近年、「労働契約法」、「派遣法」という2つの法律で、有期雇用の労働者、派遣社員などの、いわゆる「非正規社員」について、重要な改正が行われました。

労働契約法の改正による「無期転換ルール」、派遣法の改正による「3年ルール」の対象となる労働者が、2018年にいよいよ多く出現します。労働問題として顕在化するのです。

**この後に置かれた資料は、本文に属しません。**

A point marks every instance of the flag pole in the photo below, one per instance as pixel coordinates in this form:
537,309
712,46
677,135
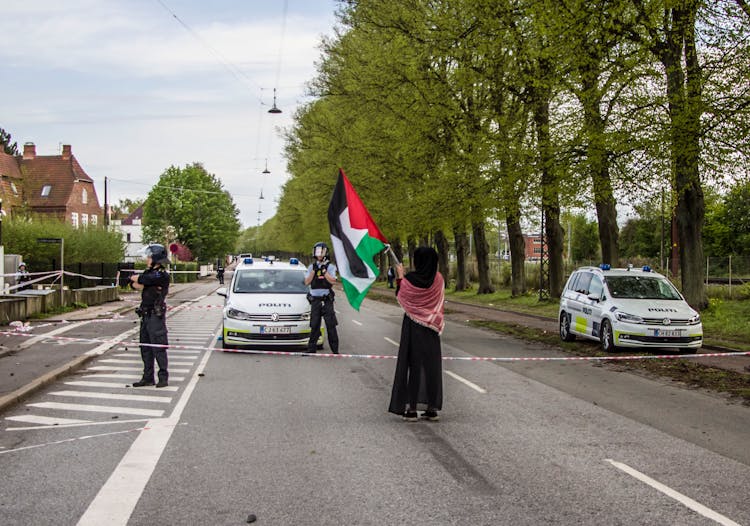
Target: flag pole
393,254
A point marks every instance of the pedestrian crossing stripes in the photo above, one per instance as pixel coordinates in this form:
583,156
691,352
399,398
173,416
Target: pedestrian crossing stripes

パート社員やアルバイト社員、契約社員や派遣社員など、「労働契約法」、「派遣法」の対象となる方にとって、不当な「雇止め」、「派遣切り」に合うおそれが、2018年に非常に高くなります。

そこで今回は、労働契約法、派遣法の改正のポイントと、2018年に不当な雇止め、派遣切りにあわないためのポイントを、労働問題に強い弁護士が解説します。

1. 労働契約法・派遣法の改正内容について

まずはじめに、アルバイト社員、派遣社員のなどの有期雇用契約社員を対象とした、「労働契約法」の「無期転換ルール」、派遣社員を対象とした派遣法の「3年ルール」について、基本的なことを解説します。

多くの労働者が、この改正の対象となります。

いずれも、労働者を保護するための法改正となりますが、会社が適切に法改正への対応を進めていないと、会社の不適切な措置の犠牲になって巻き込まれるおそれがあります。

1.1. 労働契約法改正(2012年)の「無期転換ルール」

2012年に行われた労働契約法の改正では、「無期転換ルール」が導入されました。

具体的には、同じ会社に5年以上勤務した有期雇用社員は、労働者側からの意思表示によって、無期契約に転換してもらうことができる、という内容です。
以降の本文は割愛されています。